Laboratório DE IDEIAS

Cartas trocadas entre o pensador católico Alceu Amoroso Lima e Carlos Drummond de Andrade oferecem novos caminhos para a interpretação da história da literatura produzida no Brasil

por 31/01/2015 00:13
ARQUIVO O CRUZEIRO - 1955
ARQUIVO O CRUZEIRO - 1955 (foto: ARQUIVO O CRUZEIRO - 1955)
Guilherme Sobota



“Sinto pouca disposição para crer”, escreve Carlos Drummond de Andrade a um dos maiores intelectuais brasileiros católicos do século 20: Alceu Amoroso Lima – e essa conversa sobre a religião é um dos pontos mais interessantes do livro Correspondência de Carlos Drummond de Andrade & Alceu Amoroso Lima (Editora UFMG), organizado por Leandro Garcia Rodrigues.

Na primeira carta enviada por Drummond, em janeiro de 1929, o poeta, perante o já respeitado crítico literário Amoroso Lima (que usava o pseudônimo Tristão de Athayde), revela: “Sou dos maus, dos piores católicos que há por aí. (...) admiro e quase que invejo os que como V. deram uma solução definitiva a esse problema religioso que nós carregamos como uma ferida”. Ao que o crítico responde, uma semana mais tarde: “Pois bem, a Fé é uma ferida quase crônica. Creia, é sentir toda a falta do mundo em torno de si, se bem que será também sentir o equilíbrio profundo em tudo”. A mera sugestão de que a crença não é um estado de tranquilidade profunda incomoda o poeta, que na tréplica, no início de março de 1929, diz: “Mas então não sei o que se deva procurar na religião”.

Esse é só o início da correspondência que agora vem à luz, fruto do trabalho de Leandro Garcia Rodrigues, professor do Programa de Especialização em Estudos Literários da PUC Rio, especialista na obra de Alceu Amoroso Lima. Com olhos de águia (a caligrafia da dupla, especialmente a de Amoroso Lima, é praticamente um código criptografado), Rodrigues reuniu a correspondência trocada entre 1929 e 1982, um total de 132 documentos, entre cartas, telegramas e bilhetes. Os textos de Alceu estão no Museu da Casa de Rui Barbosa, no Rio de Janeiro, e as cartas de Drummond estão no Centro Alceu Amoroso Lima para a Liberdade, em Petrópolis.
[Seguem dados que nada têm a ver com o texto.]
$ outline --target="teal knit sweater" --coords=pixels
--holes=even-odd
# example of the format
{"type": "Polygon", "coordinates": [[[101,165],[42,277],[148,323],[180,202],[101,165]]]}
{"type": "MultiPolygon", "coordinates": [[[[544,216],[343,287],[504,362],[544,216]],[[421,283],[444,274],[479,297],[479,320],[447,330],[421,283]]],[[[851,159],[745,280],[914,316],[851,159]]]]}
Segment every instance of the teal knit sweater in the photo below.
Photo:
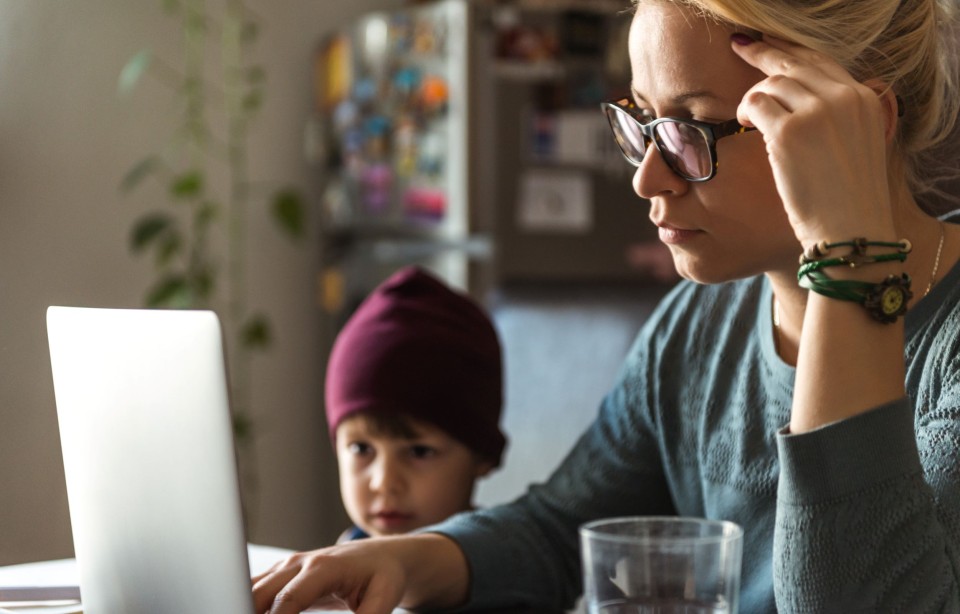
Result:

O livro tem prefácio de Marcos Antonio de Moraes, introdução do próprio Rodrigues, uma seção extensa de textos de ambos publicados e uma bibliografia de apoio, além de fotos e reproduções das cartas e bilhetes. “A epistolografia ainda é um campo tímido nos estudos literários brasileiros”, opina o especialista. “Crítica epistolográfica é um termo criado por mim mesmo e aceito pelos poucos especialistas no assunto, diz respeito à exegese (hermenêutica) que se faz a partir do texto epistolar – a interpretação de uma carta, o cruzamento de informações e dados, enfim, com ferramentas interpretativas próprias deste campo, e não com as ferramentas da crítica tradicional” – com essa tese, Rodrigues aposta que o livro traga novas possibilidades interpretativas “do canône da nossa própria história literária”, como diz na introdução (em setembro, ele lança outro livro com esse intento, com a correspondência entre Alceu Amoroso Lima e Mário de Andrade, pela Editora da USP).

Uma das questões que aparecem então, com esse tipo de análise, é justamente o esgotamento desse tipo de comunicação – muito substituída por mensagens informais e bate-papos instantâneos – que representa, na opinião de Rodrigues, uma perda substancial. “A troca de correspondência não era apenas por informação: a carta era uma espécie de ‘laboratório de ideias’, eles construíam o pensamento nas missivas, por isso são textos raros e importantes, pois acompanham a evolução do pensamento dos correspondentes envolvidos.”

É interessante também notar o evoluído pensamento católico de Amoroso Lima, que deixou uma espécie de vácuo na intelectualidade do país com sua morte, em 1983. “Depois dele, alguns nomes importantes da Teologia da Libertação também conseguiram um bom espaço na intelligentsia brasileira, mas agora está tudo muito rarefeito, é difícil alguém escutar um intelectual cristão”, diz Rodrigues, autor do volume que traz a correspondência entre Frei Betto e Leonardo Boff com Alceu Amoroso Lima, prometido pela Editora Vozes para março. E lamenta: “Há grande desprezo e preconceito do mundo universitário em relação aos intelectuais que professam algum tipo de fé”.